Tab

Ticker

6/recent/ticker-posts

REVIEW - VANGUARD (2020)

 

Sebagaimana film yang dibintangi oleh Jackie Chan kebanyakan (meski di film ini porsinya tak terlalu dominan), jualan Vanguard, selain nama tenar sang aktor adalah aksi berbalut komedi yang berada dalam taraf cukup tinggi. Rentetan baku tembak pula aksi akrobatik dilipatgandakan, belum lagi jika menyebut sentuhan petualangan layaknya tontonan semacam Indiana Jones serta deretan alat canggih (mesin drone berbentuk lebah dan merpati) dikedepankan. Selama anda tak mengharap lebih dan murni mencari hiburan, Vanguard adalah tontonan yang cukup memuaskan, tanpa memikirkan logika dan murni menikmatinya dengan alasan melepas penat.


Qin Guoli (Jackson Lou) adalah seorang akuntan yang mendapati sebuah serangan, setelah sebelumnya secara paksa berhubungan dengan pemimpin anggota teroris bernama Brother of Vengeance yang bersarang di Timur Tengah. Setelah kematian sang pemimpin, kini giliran Omar (Eyad Hourani) yang merupakan putra petinggi kelompok-menuntut balas pula uang yang disimpan oleh Qin, disamping keberadaan senjata pemusnah massal yang siap dikeluarkan.

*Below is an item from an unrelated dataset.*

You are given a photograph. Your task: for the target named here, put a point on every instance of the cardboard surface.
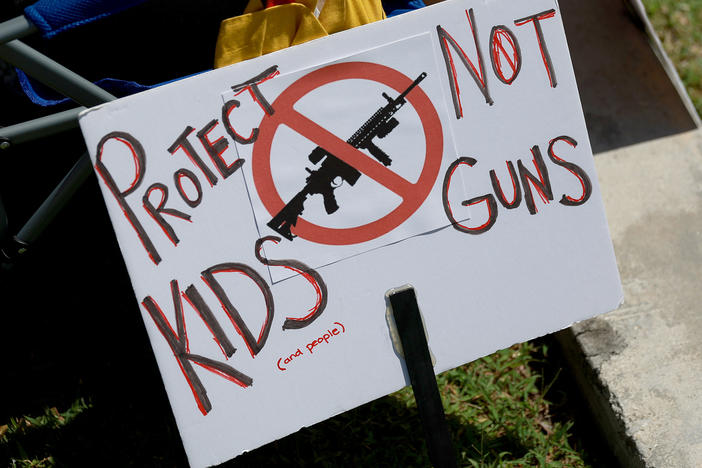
(489, 207)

Tak butuh lama untuk kita menikmati deretan aksinya, yang sedari paruh awal diperlihatkan dalam sebuah adegan penyerangan terhadap Qin oleh Arctic Wolves, sementara dua protagonis kita, Lei Zhenyu (Yang Yang) dan Zhang Kaixuan (Ai Lun) yang merupakan anggota Vanguard (sebuah firma internasional yang melayani perlindungan bagi kliennya yang membutuhkan pertolongan khusus) menyelamatkannya, karena Qin merupakan salah satu klien VIP-nya.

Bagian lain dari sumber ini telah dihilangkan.